The new field of historic genomics has made an estimation of the age of the mutation responsible for the HFE gene possible. It appears to have originated in a Celtic or Viking ancestor some two to four thousand years ago and it has since spread via migration through the rest of Europe and Scandinavia.
The switch from a meat and gatherer mode of living to a grains and cereal diet enabled by living off the land is a convincing basis for the initial appearance of the HFE gene. Its higher concentration among the Celts occupying Scotland, Wales, Ireland and Brittany is attributed to the Roman and/or Viking invasions of these regions. The relative isolation of island-based people may have impeded the diffusion of the gene that a larger canvas of Europe would have allowed. This would explain its prominence among the Celts in general but some additional factor(s) must have contributed to the highest frequency of the gene among the Irish Celts in Ireland, America and Australia.

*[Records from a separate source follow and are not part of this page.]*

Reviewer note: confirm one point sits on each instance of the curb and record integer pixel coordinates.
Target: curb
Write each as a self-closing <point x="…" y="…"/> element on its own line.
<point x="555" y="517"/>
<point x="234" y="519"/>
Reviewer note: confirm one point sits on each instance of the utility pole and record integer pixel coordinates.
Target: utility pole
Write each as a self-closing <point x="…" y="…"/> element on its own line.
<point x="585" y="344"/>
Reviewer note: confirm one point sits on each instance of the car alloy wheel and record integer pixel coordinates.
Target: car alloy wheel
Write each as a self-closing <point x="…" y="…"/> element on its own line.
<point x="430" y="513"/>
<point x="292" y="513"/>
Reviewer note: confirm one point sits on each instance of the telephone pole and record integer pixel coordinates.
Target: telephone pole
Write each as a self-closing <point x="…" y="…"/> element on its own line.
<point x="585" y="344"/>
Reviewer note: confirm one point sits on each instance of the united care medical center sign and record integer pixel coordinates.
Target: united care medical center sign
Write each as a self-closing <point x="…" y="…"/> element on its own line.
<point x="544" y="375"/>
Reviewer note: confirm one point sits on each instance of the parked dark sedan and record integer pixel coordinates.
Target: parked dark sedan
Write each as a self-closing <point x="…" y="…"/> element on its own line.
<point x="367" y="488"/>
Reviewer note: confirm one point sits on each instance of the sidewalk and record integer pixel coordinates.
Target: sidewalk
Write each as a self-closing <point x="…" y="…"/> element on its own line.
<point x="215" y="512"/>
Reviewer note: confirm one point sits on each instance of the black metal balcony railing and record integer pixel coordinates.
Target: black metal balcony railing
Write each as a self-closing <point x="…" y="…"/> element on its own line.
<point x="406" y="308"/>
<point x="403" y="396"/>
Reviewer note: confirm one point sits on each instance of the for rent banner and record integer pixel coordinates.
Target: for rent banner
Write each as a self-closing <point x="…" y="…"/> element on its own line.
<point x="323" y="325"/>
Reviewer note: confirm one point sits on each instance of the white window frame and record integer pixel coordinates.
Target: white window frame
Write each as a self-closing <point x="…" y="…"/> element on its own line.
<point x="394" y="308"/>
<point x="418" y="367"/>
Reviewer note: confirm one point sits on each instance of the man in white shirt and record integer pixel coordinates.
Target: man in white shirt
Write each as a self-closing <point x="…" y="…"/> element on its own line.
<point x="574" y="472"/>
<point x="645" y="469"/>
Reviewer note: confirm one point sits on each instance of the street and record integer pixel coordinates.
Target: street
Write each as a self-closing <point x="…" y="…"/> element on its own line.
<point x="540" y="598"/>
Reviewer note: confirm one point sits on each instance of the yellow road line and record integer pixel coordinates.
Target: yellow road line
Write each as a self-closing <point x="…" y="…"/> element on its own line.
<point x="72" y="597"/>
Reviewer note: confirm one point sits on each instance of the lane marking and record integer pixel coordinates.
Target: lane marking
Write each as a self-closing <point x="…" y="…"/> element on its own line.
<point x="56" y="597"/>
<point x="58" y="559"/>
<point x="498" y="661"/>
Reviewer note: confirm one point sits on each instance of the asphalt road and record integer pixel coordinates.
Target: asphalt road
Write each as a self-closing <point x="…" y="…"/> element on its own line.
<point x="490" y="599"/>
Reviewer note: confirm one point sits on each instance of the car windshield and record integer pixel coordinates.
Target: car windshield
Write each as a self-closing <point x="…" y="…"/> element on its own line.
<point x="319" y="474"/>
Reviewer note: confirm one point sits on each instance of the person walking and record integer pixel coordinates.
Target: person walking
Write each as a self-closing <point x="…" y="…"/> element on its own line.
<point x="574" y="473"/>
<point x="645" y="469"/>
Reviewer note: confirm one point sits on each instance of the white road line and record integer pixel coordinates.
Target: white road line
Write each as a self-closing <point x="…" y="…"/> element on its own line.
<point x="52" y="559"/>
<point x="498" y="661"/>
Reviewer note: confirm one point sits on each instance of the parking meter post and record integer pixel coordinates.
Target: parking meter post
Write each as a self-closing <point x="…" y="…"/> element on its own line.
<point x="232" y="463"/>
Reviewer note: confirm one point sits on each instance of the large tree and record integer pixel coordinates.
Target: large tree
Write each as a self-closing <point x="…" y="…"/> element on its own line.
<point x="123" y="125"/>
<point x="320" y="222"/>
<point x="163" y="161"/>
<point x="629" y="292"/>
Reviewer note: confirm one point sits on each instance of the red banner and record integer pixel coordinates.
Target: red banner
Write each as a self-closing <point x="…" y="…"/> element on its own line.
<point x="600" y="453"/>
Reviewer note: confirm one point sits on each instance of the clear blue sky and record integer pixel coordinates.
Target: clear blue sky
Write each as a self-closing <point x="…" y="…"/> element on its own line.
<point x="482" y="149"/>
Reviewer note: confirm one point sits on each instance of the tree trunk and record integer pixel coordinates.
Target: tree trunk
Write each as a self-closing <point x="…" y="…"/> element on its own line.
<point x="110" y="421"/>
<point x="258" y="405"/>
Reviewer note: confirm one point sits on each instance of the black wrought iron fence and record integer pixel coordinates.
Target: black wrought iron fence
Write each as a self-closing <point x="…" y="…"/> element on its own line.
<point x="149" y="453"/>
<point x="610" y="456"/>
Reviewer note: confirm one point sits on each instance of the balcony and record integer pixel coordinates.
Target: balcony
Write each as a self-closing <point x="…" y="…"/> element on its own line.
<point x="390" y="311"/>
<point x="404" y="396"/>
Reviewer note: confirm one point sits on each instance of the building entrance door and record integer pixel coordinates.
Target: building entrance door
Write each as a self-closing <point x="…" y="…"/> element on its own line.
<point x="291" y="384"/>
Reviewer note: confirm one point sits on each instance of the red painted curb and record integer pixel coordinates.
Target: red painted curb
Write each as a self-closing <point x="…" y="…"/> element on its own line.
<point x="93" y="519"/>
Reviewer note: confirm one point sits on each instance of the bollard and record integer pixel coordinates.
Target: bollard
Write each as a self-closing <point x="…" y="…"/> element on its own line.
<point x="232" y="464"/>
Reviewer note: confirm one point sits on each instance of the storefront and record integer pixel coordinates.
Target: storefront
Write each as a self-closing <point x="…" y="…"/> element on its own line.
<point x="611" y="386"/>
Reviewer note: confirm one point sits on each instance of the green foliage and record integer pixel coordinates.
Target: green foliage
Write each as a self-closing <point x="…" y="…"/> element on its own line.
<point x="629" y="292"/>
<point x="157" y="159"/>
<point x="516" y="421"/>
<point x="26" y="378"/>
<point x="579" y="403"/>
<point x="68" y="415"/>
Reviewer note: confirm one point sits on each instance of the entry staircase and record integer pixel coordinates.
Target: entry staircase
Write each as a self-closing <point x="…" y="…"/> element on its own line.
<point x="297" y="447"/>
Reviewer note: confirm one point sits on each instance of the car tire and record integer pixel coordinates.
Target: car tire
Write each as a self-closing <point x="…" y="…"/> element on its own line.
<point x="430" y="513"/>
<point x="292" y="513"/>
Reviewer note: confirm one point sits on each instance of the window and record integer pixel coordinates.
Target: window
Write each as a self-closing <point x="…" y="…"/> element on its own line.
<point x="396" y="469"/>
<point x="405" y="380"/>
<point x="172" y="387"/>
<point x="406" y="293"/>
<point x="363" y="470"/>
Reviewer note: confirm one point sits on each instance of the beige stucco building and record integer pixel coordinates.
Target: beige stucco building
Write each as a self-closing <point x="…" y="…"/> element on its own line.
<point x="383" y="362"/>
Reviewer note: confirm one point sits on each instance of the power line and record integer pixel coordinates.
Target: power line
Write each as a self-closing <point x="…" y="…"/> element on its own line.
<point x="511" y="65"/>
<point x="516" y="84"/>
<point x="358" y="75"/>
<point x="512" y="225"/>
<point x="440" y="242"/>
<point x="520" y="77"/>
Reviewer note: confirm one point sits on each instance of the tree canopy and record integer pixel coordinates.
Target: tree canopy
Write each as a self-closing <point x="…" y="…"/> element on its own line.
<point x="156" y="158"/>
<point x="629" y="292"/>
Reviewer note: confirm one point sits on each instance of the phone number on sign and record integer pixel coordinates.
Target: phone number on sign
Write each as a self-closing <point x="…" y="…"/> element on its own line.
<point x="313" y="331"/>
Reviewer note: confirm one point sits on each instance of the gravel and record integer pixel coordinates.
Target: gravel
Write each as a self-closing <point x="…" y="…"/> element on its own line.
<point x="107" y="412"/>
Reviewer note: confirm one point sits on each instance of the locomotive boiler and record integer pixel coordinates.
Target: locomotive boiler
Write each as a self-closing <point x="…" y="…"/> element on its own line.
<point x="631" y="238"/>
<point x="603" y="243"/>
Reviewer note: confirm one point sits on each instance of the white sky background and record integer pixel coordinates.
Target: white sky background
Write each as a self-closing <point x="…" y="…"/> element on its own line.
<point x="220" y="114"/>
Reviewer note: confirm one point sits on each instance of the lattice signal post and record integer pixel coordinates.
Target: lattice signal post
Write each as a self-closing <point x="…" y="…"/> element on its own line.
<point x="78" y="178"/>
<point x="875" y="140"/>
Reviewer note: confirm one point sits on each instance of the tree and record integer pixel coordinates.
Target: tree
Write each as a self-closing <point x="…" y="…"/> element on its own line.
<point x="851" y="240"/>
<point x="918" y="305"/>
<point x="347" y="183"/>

A screening study of newborns in a Dublin hospital identified heterozygosity for the gene in one-third of the babies. Another study of workers in the Polaroid Company in Boston found the gene mainly in Irish Celts. The question needs to be asked regarding the disproportionate frequency of the HFE gene among the Irish and if it provided a selective advantage during the Great Famine.
The dietary history of Ireland was quite different from other European nations and other Celtic societies, with its ultimately self-destructive reliance upon the potato as almost the sole source of nutrition in the 17th and 18th centuries
Levels of an essential factor in iron delivery are reduced in malnourished individuals. A further contribution to a negative iron balance among the Irish was their heavy consumption of tea. Tea contains tannins that complex with iron in the gut and inhibit its absorption.
Individuals possessing the gene for hemochromatosis would have been advantaged in the face of limited dietary iron availability and delivery. Those without the gene would have died in disproportionately large numbers since iron is one of the most critical elements within the body.
The Great Famine with its life-destroying absence of adequate nutrition magnified the importance of possession of the HFE gene for hemochromatosis. The mutation that can fatally exaggerate iron accumulation in the homozygote state may have made the critical difference of positive iron balance in the heterozygote during the famine. A concentration of individuals with the gene would occur among the survivors.
Many of these survivors emigrated to America and Australia, transporting the strain of hemochromatosis to these countries.
Ironically, the gene can now be used to document the wanderings throughout the world of the Irish people, many of whom carry in their genome the testimony to their ancestors’ iron advantage.
Screening of the descendants of those Famine immigrants would identify the HFE gene and prevent organ dysfunction by early detection, and thus prevent tragedy from befalling later generations of the Celts.
Infection was the major cause of death, with typhus and cholera the most common infections in a population made very vulnerable by Vitamin A deficiency, the vitamin responsible for important natural defenses against infection.(Early on, farmers were forced to sell their cows creating even greater nutritional deficiencies; milk contains both Vitamin A and D, the vitamins not contained in potatoes.)
Xerophthalmia, an ulceration of the eye caused by Vitamin A deficiency, was increasingly recognized during the famine years. Scurvy also contributed to the death toll, with victims covered with bruises and bleeding lesions that are caused by Vitamin C deficiency; the potato famine deprived the Irish of a rich source of Vitamin C and a defense against the development of this bleeding disorder. Diarrheal disorders likely had infection as their cause, but a deficiency of niacin and riboflavin led to pellagra with its triad of diarrhea, dementia and dermatitis.